Cross-Domain Handshakes

Arthashastra — Kingship and Governance (History): Arthashastra — Kingship and the Rajarshi Ideal — Kautilya's four instruments of statecraft (sama/conciliation, dana/economic inducement, bheda/division, danda/punishment) are a formal counterinsurgency toolkit. The Arthashastra recommends the same sequence Boot identifies as optimal: try conciliation and economic inducement first, divide the enemy's coalition second, and use punitive force only as the last resort. The parallelism across cultures (Kautilya's Mauryan empire, Roman doctrine, Byzantine Strategikon, Lyautey's Morocco) is not coincidence — it is convergent institutional learning about what actually works in governing restive populations.

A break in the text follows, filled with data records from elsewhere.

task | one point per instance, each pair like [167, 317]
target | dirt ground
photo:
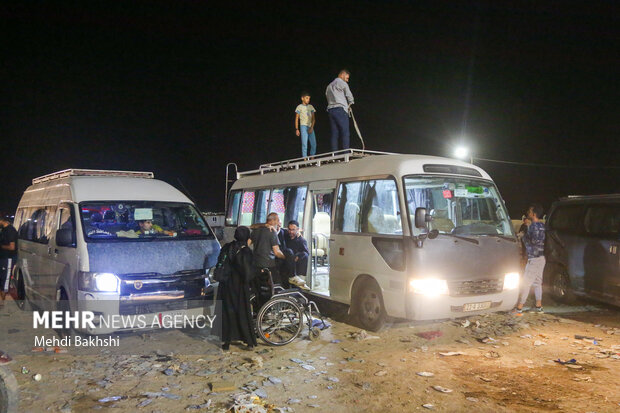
[505, 364]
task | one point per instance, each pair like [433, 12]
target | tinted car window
[567, 218]
[603, 220]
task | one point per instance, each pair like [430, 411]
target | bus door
[322, 201]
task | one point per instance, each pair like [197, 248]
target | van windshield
[459, 206]
[141, 220]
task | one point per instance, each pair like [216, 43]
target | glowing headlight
[511, 281]
[98, 281]
[429, 286]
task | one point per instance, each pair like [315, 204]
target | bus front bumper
[425, 307]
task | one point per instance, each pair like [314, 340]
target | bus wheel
[20, 289]
[560, 287]
[62, 304]
[9, 391]
[368, 305]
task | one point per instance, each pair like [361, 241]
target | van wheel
[560, 287]
[368, 305]
[9, 391]
[63, 305]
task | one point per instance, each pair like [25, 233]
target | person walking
[534, 240]
[8, 254]
[237, 321]
[305, 119]
[339, 99]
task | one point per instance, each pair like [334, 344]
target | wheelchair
[281, 319]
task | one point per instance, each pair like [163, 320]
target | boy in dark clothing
[534, 240]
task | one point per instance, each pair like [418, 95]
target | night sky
[182, 88]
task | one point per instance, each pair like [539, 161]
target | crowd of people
[278, 256]
[339, 101]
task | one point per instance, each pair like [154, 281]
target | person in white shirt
[305, 118]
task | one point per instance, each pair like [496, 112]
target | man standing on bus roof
[305, 118]
[339, 99]
[534, 240]
[8, 254]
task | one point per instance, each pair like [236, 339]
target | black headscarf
[242, 234]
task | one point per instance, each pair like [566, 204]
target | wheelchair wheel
[314, 334]
[9, 392]
[279, 321]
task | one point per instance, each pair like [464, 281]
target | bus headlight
[511, 281]
[98, 281]
[429, 286]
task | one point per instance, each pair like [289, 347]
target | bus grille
[477, 287]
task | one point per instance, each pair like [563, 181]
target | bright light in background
[461, 152]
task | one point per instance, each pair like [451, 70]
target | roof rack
[344, 155]
[598, 196]
[90, 172]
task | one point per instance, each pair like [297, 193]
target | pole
[357, 129]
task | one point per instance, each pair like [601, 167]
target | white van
[88, 236]
[408, 236]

Counterinsurgent Literacy Advantage (History): Counterinsurgent Literacy Advantage — Boot's argument that states which document, study, and institutionalize COIN lessons outlast those that don't is related to but distinct from the doctrine question. The knowledge exists; the question is whether the institution preserves it. The Roman army's sophisticated field manuals (Vegetius), the Byzantine Strategikon, and eventually FM 3-24 are all moments when the institutional knowledge was successfully captured. The periods between these texts are the periods when the knowledge was lost.

The Live Edge

The Sharpest Implication The persistent pattern Boot documents — discovery, institutionalization, loss — suggests that COIN knowledge is not a problem of intelligence but of organizational culture. Military institutions don't lose COIN lessons because they are stupid; they lose them because the organizational incentives (career advancement, equipment procurement, doctrine development) all reward conventional-war expertise, not irregular-war expertise. The knowledge that gets preserved is the knowledge that the organization's reward system reinforces. Fixing the doctrine problem requires fixing the career and incentive structure — which is a much harder problem than writing a new field manual.

Generative Questions

  • The Byzantine Strategikon's explicit preference for political over military solutions is strikingly modern (it anticipates FM 3-24 by 1,400 years). Why did this knowledge not persist in Western military doctrine? Was it lost with the Byzantine Empire, or was it actively rejected by Western military culture's preference for decisive violence?